O jornalismo derrotado, por Marcos Rolim

Inclusive - direitos humanos: o globo terrestre e ícones represnetando pessoas de várias cores.

por Marcos Rolim

A julgar pelos noticiários, um fantasma assola o Brasil: o Programa Nacional de Direitos Humanos em sua terceira versão (PNDH-III). Todas as potências da Santa Aliança unem-se contra ele: setores da mídia, políticos conservadores, o agronegócio, os militares e a cúpula da Igreja. Os críticos afirmam que o programa propõe a “revisão da Lei de Anistia”, que é autoritário ao propor “controle sobre os meios de comunicação”, além de ser “contra o agronegócio”. Radicalizando, houve quem – fora dos manicômios – identificasse no texto disposição por uma “ditadura comunista”. É hora de denunciar esta farsa onde a desinformação se cruza com o preconceito e a manipulação política.

Auxiliei a redigir o texto final do Programa, juntamente com os professores Paulo Sérgio Pinheiro e Luiz Alberto Gomes de Souza. A parte que me coube foi a da Segurança Pública, mas participei de todos os debates. Assinalo, assim, que a 11ª Conferência Nacional de Direitos Humanos havia proposto uma “Comissão de Verdade e Justiça”; nome que traduzia a vontade de “investigar e punir” os responsáveis pelas violações durante a ditadura. O PNDH-III, entretanto, propôs uma “Comissão da Verdade”, porque prevaleceu o entendimento de que o decisivo é a recuperação das informações, ainda sonegadas, sobre as execuções e a tortura.

Prática democrática

O Programa não fala em “revisar a Lei da Anistia”; pelo contrário, afirma que a Comissão deve “colaborar com todas as instâncias do Poder Público para a apuração de violações de Direitos Humanos, observadas as disposições da Lei nº 6.683, de 28 de agosto de 1979“. Para quem não sabe, a lei citada é a Lei de Anistia. A notícia, assim, era o afastamento da pretensão punitiva. O caminho escolhido, como se sabe, foi o oposto; o que não assinala informar mal, mas desinformar, simplesmente.

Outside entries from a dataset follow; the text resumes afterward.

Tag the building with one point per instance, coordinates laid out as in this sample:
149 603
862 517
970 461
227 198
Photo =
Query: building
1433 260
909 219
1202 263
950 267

No mais, é interessante que os críticos nunca tenham se manifestado quando, no período do presidente Fernando Henrique Cardoso, propostas muito semelhantes foram apresentadas. Senão vejamos: no que diz respeito aos conflitos agrários, o PNDH-I (1996) já propunha “projeto de lei para tornar obrigatória a presença no local, do juiz ou do Ministério Público, no cumprimento de mandado de manutenção ou reintegração de posse de terras, quando houver pluralidade de réus, para prevenir conflitos violentos no campo, ouvido também o Incra”. O PNDH-II, seis anos depois, repetiu a proposta.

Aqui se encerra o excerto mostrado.